Leodegarius, Pasanius and Cheiron left, leaving Uriel and the Lord of the Unfleshed alone in the ward. The creature he had attempted to rescue from a hideous life of death and misery knelt before the bed of the man who had enslaved him and his tribe and wept.

Uriel could not begin to imagine the horror the memory of what it had been forced to do would be like, and did not intrude on the Lord of the Unfleshed's grief with mere words.

At last, the creature looked up and his gaze fastened on Uriel.

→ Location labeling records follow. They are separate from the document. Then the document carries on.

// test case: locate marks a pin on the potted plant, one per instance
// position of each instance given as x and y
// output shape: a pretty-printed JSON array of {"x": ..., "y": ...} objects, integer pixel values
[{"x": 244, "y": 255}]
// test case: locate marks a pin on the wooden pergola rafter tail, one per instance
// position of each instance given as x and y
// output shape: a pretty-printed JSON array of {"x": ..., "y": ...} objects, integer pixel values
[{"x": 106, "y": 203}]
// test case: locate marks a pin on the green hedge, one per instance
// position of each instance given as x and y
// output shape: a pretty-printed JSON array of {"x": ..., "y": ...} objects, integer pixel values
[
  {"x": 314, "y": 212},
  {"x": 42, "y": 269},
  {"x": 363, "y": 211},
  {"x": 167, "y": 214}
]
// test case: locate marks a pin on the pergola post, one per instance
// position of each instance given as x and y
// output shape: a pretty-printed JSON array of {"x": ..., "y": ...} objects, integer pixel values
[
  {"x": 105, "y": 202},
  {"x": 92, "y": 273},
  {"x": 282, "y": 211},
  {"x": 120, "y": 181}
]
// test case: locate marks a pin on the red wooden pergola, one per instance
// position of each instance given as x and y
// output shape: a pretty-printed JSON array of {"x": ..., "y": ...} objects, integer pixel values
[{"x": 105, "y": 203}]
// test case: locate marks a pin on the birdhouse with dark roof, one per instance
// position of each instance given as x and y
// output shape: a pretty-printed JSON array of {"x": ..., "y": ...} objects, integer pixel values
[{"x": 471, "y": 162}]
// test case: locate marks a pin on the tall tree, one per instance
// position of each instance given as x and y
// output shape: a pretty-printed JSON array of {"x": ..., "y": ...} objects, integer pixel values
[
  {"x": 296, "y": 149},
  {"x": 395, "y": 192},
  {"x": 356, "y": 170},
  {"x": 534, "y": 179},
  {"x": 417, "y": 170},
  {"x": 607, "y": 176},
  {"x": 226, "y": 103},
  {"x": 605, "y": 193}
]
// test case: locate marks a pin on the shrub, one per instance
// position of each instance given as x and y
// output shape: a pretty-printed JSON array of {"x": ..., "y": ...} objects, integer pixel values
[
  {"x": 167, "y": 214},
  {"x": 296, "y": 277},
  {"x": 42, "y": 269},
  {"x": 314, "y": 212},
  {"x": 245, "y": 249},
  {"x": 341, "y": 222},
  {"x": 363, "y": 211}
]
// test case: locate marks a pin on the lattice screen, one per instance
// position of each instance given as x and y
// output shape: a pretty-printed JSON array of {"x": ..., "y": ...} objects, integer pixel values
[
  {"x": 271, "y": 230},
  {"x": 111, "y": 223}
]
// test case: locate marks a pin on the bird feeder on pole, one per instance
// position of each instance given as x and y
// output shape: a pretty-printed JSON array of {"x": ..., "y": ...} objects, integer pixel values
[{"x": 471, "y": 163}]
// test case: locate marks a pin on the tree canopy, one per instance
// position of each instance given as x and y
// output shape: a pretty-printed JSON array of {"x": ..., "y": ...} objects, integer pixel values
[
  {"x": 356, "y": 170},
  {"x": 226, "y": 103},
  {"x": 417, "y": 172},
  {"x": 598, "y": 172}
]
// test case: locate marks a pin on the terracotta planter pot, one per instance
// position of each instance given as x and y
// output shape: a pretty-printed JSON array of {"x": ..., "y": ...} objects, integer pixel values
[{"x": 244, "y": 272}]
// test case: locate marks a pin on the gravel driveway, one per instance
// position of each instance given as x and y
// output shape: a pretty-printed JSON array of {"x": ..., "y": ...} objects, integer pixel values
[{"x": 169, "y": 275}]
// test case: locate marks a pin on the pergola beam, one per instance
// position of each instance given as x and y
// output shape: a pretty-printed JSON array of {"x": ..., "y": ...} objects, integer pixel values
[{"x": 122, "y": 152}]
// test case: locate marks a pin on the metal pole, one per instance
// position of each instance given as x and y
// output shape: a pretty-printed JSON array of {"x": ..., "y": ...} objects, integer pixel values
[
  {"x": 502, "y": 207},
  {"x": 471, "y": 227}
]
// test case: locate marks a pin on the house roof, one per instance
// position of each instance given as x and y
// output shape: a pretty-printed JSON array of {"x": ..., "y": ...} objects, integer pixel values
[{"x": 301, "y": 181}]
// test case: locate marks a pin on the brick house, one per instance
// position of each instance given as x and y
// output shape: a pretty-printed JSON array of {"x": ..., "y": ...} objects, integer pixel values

'Unfleshed did very bad things,' he said.

'No,' said Uriel. 'All that hatred arid killing, it was not you.'

'Yes, it was. We did it. My hand bloody. Tribe's hands bloody. I saw blood and I tasted blood. Unfleshed bad.'

'No,' repeated Uriel. 'Unfleshed not bad. You were used. It wasn't your fault.'

'Emperor must hate us even more now.'

'He does not hate you,' said Uriel. 'The Emperor loves you. Look.'

Uriel pointed to an aquila fashioned from beaten steel hanging on the wall, the earliest dawn light from a window opposite shining upon it and making it gleam like silver.